Dueling philosophies on display in Denver
Debate One is history — and here’s a take you probably won’t read anywhere else in America: This was an interesting and informative encounter. And though he might have benefited from a pre-debate espresso, Barack Obama nevertheless had a pretty good night.
Now, I’m acutely aware that mine isn’t the majority opinion. On Fox News, a jubilant Sean Hannity seemed ready to pop open the champagne. Across the dial, Chris Matthews’ head was ready to explode, so great was his frustration that Obama hadn’t gone for the jugular the way he would have if only he’d spent long, instructive evenings watching MSNBC.
So why did I like the overall debate and, specifically, Obama’s performance? Partly because Obama didn’t go for the jugular. Nor, really, did Romney. This was a calm, civil, substantive, edifying discussion that gave a deeper sense of both men’s views.
For my money, Obama laid out a clear philosophical vision and connected it to his own budgetary plans, while explaining, fairly, why Romney’s approach would slash many of the programs Americans value.
Romney played looser with the facts, but viewers still should have come away with a much clearer sense of his philosophy and what it means.
And now for those contrasting visions. The Democratic incumbent believes that an economically healthy middle class is essential to a prosperous nation, and that middle-class spending will stimulate the economy. He thinks that federal dollars spent to better educate and train Americans and thus help boost them into the middle class are vital. For him, protecting that spending is more important than retaining the Bush-era tax rates on upper earners.
Romney, by contrast, believes that small businesses are essential to a fuller recovery. When Obama noted that letting the Bush tax cuts expire for upper earners would hit only 3 percent of small firms, Romney countered that those companies account for half of all small-business jobs.

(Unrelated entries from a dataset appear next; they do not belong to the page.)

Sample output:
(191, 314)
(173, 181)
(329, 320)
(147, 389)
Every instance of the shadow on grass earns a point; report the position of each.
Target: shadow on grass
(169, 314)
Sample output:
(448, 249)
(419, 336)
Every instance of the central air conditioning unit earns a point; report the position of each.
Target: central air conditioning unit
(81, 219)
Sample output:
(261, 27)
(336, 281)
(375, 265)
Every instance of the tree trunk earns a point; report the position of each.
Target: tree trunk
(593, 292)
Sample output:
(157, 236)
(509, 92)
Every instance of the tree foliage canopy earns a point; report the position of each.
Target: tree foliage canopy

From Romney’s perspective, the importance of small business makes it an economic imperative not to raise marginal rates on upper earners. Indeed, for him, the only acceptable way to get new revenue is through growth. That outlook, combined with his (laudable) contention that it’s immoral for one generation to heap debt upon the next, dictates the much deeper spending cuts he favors.
The two men also have very different yardsticks for evaluating government programs. Obama asks whether they are worthwhile enough to justify higher rates on upper earners. Romney asks whether a program is essential enough to justify borrowing more from China to fund it.
As Obama noted several times, Romney’s no-new-taxes fiscal framework, combined with the greater defense spending he favors, would necessitate sharp reductions in domestic programs. It would also mean shifting significant Medicare costs onto the next generation of seniors.
Romney tried to sidestep the latter reality by saying that under his plan, future seniors would have the option of staying in traditional Medicare. He left out this crucial detail: If a traditional Medicare plan costs more than the amount Romney’s Medicare premium supports would allot seniors, they would have to pay the difference themselves.
So whose overall sense of the economy is closer to the truth?
As Obama observed, this country has experimented with both approaches. The path the president favors resembles that which Bill Clinton took from 1993 to 2000; the course Romney hopes to chart is akin to that which George W. Bush followed from 2001 to 2008. The economy during the Clinton years was considerably more robust than during Bush’s two terms.
Another reality that came through, or started to, was that though neither candidate has a fully fleshed-out fiscal plan, there are far larger holes in Romney’s. The Republican insisted that the across-the-board tax cut he favors really isn’t a $5 trillion tax cut because he will offset it fully by closing loopholes and deductions, a base broadening he insists won’t raise middle-class tax burdens. Yet he again refused to specify how he’d accomplish something that the nonpartisan Tax Policy Center says can’t be done. Instead, he claimed that six other studies have said the Tax Policy Center’s analysis was “completely wrong.” Not so.
In sum, this high-profile encounter gave viewers a clearer sense of the dueling philosophies and priorities. In so doing, it set the table for the campaign that lies ahead.
Scot Lehigh is a columnist for The Boston Globe.